Margaret Thompson, a first-year student participating in the boycott, thought it was alarming that students are trying to solve these issues and not Western.
“I think this is something the university should explore more because they’re the ones that are paying for this,” Thompson said. “I’m held accountable too. I have a meal plan, I eat on campus a lot.”
In order for student to avoid eating at campus dining halls and other food services that are run by Aramark, organizers of Shred the Contract offered free food in Red Square in order to keep students from supporting Aramark today.
They also encouraged people participating in the boycott to support Vendor’s Row instead of eating at Aramark-owned businesses. According to Svilar, they handed out flyers to the vendors to let them know that there might be an influx of customers.
Emmaline Bigongiari, an organizer of Shred the Contract, held a livestream in Red Square to show students how they are boycotting the dining system.
“We want a self-operated dining system,” Bigongiari said. “[Western] would hire [their] own staff without Aramark in the middle.”

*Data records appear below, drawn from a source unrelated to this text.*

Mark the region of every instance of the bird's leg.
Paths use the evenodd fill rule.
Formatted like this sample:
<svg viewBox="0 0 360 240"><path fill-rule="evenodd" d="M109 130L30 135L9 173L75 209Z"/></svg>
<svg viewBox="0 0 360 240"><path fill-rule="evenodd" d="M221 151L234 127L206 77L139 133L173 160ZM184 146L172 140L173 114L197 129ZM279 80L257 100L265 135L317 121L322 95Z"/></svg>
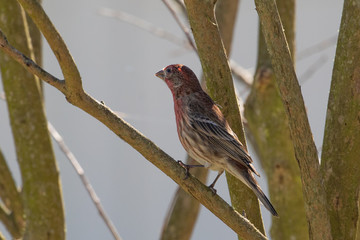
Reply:
<svg viewBox="0 0 360 240"><path fill-rule="evenodd" d="M187 179L189 176L190 176L190 174L189 174L189 169L190 168L194 168L194 167L205 167L204 165L200 165L200 164L198 164L198 165L190 165L190 164L185 164L185 163L183 163L182 161L177 161L178 162L178 164L180 165L180 166L182 166L183 168L185 168L185 178L184 178L184 180L185 179Z"/></svg>
<svg viewBox="0 0 360 240"><path fill-rule="evenodd" d="M216 189L214 188L216 181L219 179L219 177L221 176L221 174L223 174L224 170L219 171L218 175L216 176L215 180L213 181L212 184L209 185L210 190L213 192L213 194L216 194Z"/></svg>

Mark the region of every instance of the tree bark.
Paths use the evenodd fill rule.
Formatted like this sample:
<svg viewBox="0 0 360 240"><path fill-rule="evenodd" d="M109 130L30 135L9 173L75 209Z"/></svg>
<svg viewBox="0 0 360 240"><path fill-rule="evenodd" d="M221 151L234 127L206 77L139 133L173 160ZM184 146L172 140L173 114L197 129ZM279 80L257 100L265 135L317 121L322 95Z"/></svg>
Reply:
<svg viewBox="0 0 360 240"><path fill-rule="evenodd" d="M359 231L359 63L360 1L345 0L321 157L321 170L334 239L353 240Z"/></svg>
<svg viewBox="0 0 360 240"><path fill-rule="evenodd" d="M317 149L274 0L255 0L300 167L310 239L332 239Z"/></svg>
<svg viewBox="0 0 360 240"><path fill-rule="evenodd" d="M278 0L277 6L294 60L295 0ZM270 232L273 239L305 240L309 234L299 167L261 26L258 41L255 81L245 103L245 117L268 178L271 202L280 216L272 218Z"/></svg>
<svg viewBox="0 0 360 240"><path fill-rule="evenodd" d="M24 209L20 192L0 151L0 220L13 238L19 239L25 226Z"/></svg>
<svg viewBox="0 0 360 240"><path fill-rule="evenodd" d="M19 4L1 0L0 9L1 29L17 48L31 55ZM23 184L23 238L64 239L59 173L39 85L32 74L5 54L0 54L0 68Z"/></svg>

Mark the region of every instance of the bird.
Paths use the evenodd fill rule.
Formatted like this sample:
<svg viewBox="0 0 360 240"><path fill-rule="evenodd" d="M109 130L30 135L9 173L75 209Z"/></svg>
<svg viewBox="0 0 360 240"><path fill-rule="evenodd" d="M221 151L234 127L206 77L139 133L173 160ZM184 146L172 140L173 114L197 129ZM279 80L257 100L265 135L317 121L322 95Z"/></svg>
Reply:
<svg viewBox="0 0 360 240"><path fill-rule="evenodd" d="M278 216L253 175L260 177L249 153L220 108L201 88L195 73L185 65L172 64L155 76L165 81L172 93L177 133L182 146L190 157L201 164L186 165L179 161L186 168L186 173L194 166L218 171L209 185L215 194L215 183L225 170L249 187L273 216Z"/></svg>

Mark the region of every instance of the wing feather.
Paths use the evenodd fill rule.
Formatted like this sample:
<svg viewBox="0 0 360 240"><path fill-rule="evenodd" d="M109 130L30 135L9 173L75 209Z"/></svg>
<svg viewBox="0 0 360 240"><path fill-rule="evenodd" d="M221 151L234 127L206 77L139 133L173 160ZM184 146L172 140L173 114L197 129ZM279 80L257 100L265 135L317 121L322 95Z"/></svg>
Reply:
<svg viewBox="0 0 360 240"><path fill-rule="evenodd" d="M252 159L250 155L231 130L229 132L224 125L218 124L203 116L192 116L190 124L194 129L206 136L212 144L223 149L231 159L241 163L251 169L256 175L259 175L251 164Z"/></svg>

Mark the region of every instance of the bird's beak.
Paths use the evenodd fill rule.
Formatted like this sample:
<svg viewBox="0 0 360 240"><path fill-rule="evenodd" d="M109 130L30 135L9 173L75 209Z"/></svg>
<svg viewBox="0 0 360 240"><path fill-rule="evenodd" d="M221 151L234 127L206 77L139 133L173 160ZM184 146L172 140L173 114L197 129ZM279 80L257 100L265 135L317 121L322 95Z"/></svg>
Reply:
<svg viewBox="0 0 360 240"><path fill-rule="evenodd" d="M155 73L155 76L157 76L158 78L161 78L162 80L165 80L164 70L158 71L157 73Z"/></svg>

The students made their way to Huskey’s office to speak with her about their demands.
“If we determine that self-op is an option, that will be a set of processes because we do have to decide if that is a best option for us as an institution,” Huskey said.
Western is looking into hiring consultants on what it would take for Western to transition from a contracted system to a self-operated dining hall before Aramark’s contract renewal in 2021, according to Huskey
If Western does decide to keep dining services contracted, Huskey said she would have students be more involved on the decisions made for our dining services.

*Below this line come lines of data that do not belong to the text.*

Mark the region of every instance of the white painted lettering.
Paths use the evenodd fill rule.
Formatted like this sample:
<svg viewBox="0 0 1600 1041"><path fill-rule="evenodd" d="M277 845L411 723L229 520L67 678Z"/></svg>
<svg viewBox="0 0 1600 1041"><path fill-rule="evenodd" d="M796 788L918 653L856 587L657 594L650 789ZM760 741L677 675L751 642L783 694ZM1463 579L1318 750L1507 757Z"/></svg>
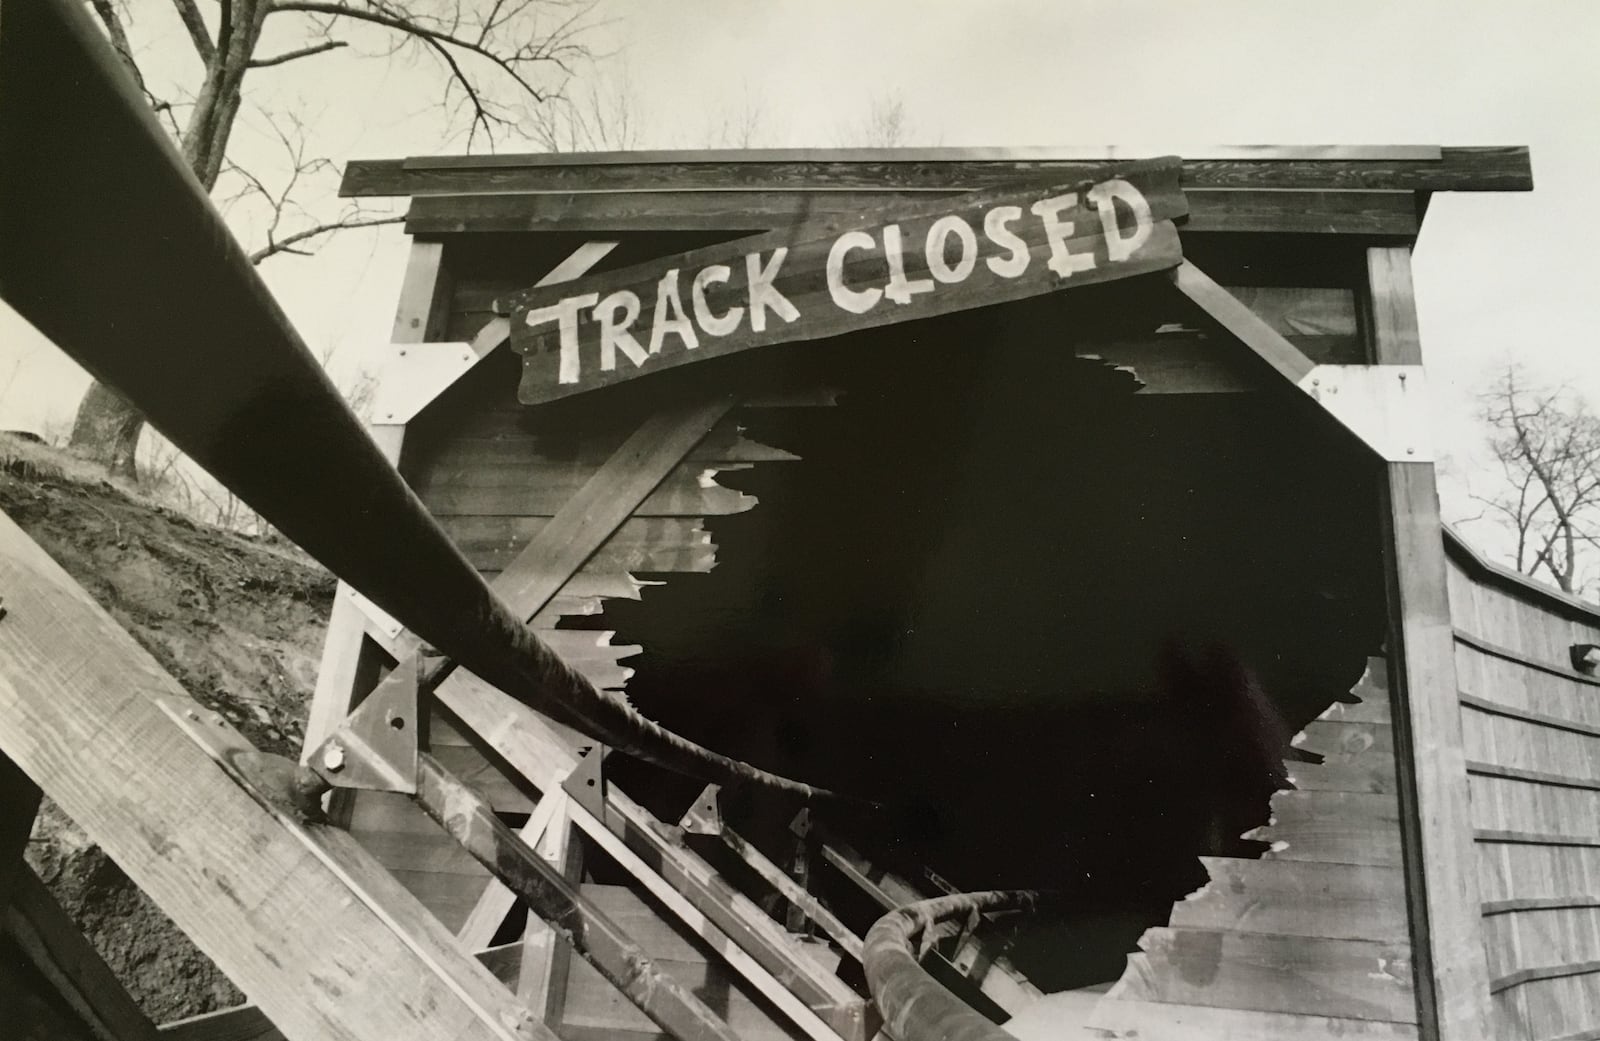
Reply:
<svg viewBox="0 0 1600 1041"><path fill-rule="evenodd" d="M694 306L694 320L700 323L712 336L726 336L739 328L739 320L744 317L744 308L730 307L724 315L711 313L711 305L706 303L706 286L713 282L726 282L733 277L733 271L726 264L712 264L710 267L700 269L694 276L694 282L689 286L689 302Z"/></svg>
<svg viewBox="0 0 1600 1041"><path fill-rule="evenodd" d="M595 306L595 320L600 323L600 367L607 372L617 367L617 349L628 356L635 365L650 360L639 341L630 331L639 320L639 294L619 289Z"/></svg>
<svg viewBox="0 0 1600 1041"><path fill-rule="evenodd" d="M1078 196L1074 192L1071 195L1040 199L1028 207L1044 224L1044 237L1050 243L1050 270L1062 278L1069 278L1079 271L1088 271L1095 266L1093 255L1067 252L1067 240L1072 238L1072 221L1062 220L1061 214L1075 209L1077 205Z"/></svg>
<svg viewBox="0 0 1600 1041"><path fill-rule="evenodd" d="M551 304L549 307L536 307L529 311L525 321L529 325L539 325L542 322L555 321L561 329L561 361L557 369L556 380L560 383L578 382L578 374L582 371L578 360L578 312L585 307L593 307L594 302L600 299L599 293L584 293L582 296L563 297L560 303Z"/></svg>
<svg viewBox="0 0 1600 1041"><path fill-rule="evenodd" d="M883 229L883 255L889 261L889 284L884 295L897 304L909 304L918 293L933 292L933 279L906 278L905 243L900 238L900 225L889 224Z"/></svg>
<svg viewBox="0 0 1600 1041"><path fill-rule="evenodd" d="M1133 211L1133 234L1122 237L1117 227L1117 200L1121 199ZM1089 189L1089 201L1100 214L1100 226L1106 233L1106 253L1113 261L1127 260L1133 251L1150 238L1150 204L1144 194L1121 178L1104 181Z"/></svg>
<svg viewBox="0 0 1600 1041"><path fill-rule="evenodd" d="M1016 278L1028 270L1027 242L1023 241L1021 235L1006 227L1012 221L1021 219L1021 206L996 206L983 215L983 233L989 237L990 242L1011 254L1004 259L990 257L984 261L989 265L989 270L1001 278Z"/></svg>
<svg viewBox="0 0 1600 1041"><path fill-rule="evenodd" d="M778 277L778 269L783 266L783 261L789 256L788 246L779 246L772 251L772 259L765 267L761 266L761 254L745 254L745 272L749 276L750 285L750 328L756 332L765 332L767 328L767 308L786 322L792 322L800 317L800 312L789 298L778 292L772 284Z"/></svg>
<svg viewBox="0 0 1600 1041"><path fill-rule="evenodd" d="M844 284L844 257L853 249L872 249L877 243L864 231L847 231L828 250L828 295L851 314L866 314L883 299L881 289L851 289Z"/></svg>
<svg viewBox="0 0 1600 1041"><path fill-rule="evenodd" d="M672 268L656 283L656 313L650 320L650 353L661 353L661 342L671 334L683 341L685 350L700 346L700 337L694 323L684 313L683 300L678 296L678 269Z"/></svg>
<svg viewBox="0 0 1600 1041"><path fill-rule="evenodd" d="M961 242L961 256L955 267L945 261L945 244L954 235ZM940 217L928 228L925 252L928 255L928 272L946 285L965 282L972 269L978 266L978 236L962 217L954 214Z"/></svg>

“We would have students serve on the committee that would set the parameters, choose the criteria and be part of that process,” Huskey said.
According to Huskey, she previously worked at Washington State University as interim vice president for student affairs where she oversaw WSU’s self-operated dining services, but has never been involved with a transitions from a contracted system to self-operated.

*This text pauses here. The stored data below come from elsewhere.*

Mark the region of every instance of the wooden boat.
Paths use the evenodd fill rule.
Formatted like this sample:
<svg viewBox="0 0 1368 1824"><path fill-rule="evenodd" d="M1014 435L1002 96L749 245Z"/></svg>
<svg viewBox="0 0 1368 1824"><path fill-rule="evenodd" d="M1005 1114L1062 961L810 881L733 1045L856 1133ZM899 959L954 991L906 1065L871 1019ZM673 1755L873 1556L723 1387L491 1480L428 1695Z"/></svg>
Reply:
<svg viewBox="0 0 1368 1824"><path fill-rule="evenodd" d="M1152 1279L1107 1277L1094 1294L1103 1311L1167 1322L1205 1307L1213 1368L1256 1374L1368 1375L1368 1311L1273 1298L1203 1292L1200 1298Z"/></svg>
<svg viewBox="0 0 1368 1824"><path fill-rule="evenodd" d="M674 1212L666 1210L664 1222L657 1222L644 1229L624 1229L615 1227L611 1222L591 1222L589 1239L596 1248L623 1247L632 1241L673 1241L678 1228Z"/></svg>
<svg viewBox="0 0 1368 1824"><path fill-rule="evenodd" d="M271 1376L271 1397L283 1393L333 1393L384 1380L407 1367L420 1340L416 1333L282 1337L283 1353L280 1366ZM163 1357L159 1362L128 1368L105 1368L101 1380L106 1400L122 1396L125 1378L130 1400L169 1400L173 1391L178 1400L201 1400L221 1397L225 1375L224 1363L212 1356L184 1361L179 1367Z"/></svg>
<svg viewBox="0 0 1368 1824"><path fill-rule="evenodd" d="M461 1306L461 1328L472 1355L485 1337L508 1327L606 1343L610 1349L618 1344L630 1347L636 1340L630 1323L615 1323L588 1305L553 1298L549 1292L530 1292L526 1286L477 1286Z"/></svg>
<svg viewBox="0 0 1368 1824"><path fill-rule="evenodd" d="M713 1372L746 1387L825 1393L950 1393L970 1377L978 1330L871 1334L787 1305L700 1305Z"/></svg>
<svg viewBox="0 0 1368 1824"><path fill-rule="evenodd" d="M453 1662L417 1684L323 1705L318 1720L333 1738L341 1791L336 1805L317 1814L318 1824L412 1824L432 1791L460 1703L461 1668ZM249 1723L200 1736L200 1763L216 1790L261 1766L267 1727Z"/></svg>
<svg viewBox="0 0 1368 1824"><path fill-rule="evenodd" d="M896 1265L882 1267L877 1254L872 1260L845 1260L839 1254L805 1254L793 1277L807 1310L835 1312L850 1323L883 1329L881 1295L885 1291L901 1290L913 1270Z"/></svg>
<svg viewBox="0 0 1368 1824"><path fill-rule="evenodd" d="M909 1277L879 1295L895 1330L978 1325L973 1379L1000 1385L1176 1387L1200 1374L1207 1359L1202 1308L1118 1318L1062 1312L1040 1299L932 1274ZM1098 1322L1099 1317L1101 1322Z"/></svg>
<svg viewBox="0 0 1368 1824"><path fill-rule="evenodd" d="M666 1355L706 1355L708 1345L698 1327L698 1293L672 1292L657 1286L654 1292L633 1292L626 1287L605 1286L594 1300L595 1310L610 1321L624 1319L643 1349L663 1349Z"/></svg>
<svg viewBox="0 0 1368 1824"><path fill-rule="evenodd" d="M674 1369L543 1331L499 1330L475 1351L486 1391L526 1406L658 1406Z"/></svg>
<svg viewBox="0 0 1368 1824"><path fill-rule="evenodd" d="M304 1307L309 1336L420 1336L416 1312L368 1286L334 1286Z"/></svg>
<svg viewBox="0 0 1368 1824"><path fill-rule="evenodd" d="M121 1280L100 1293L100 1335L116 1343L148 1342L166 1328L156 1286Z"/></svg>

When students asked Huskey about how Western holds responsibility with Aramark’s ties with prison industrial complex, Huskey said that the institution does recognize responsibility of Western to consider the impacts of contracts that the school enters into.
“I think our schools plan is very clear about our responsibilities to make decisions that are ethically aligned with our values,” Huskey said.
The organization then shared their demands that Western and the five other schools participating in this boycott want met by administration. These demands include a break from the prison industrial complex, upholding worker’s rights for current dining services employees, prioritizing student involvement and supporting the Real Meals campaign, which would allow more local and sustainable food to be served in the dining hall.
The organization asked if Huskey could commit to any of these demands presently.
“No, I think that would be premature,” Huskey said. “I can certainly commit to being transparent about how this process will unfold and in what way student forces will be included.”
About 30 percent of campuses in the U.S. have self-operated dining system, according to Shred the Contract’s website. Bigongiari said having a self-operated dining system is uncommon, but possible.
Shred the Contract has been in contact with administration for a few years regarding their concerns with our contract with Aramark, but March 8 is the first time they have asked for a commitment to follow the list of demands the organization has given.
The main concern when it comes to becoming a self-operated dining system is money, but it’s up to the administration to prioritize food costs, Bigongiari said.
“There is no room for local and sustainable vendors because of Aramark,” Bigongiari said.
If Western’s dining hall became self-operated, it would allow chefs to have more freedom with what they prepare, as they currently must cook the recipes which Aramark provides, according to Shred the Contract’s website.
According to Svilar, if Western’s dining halls become self-operated, one of the demands would be that current employees would be able to keep the jobs they already hold.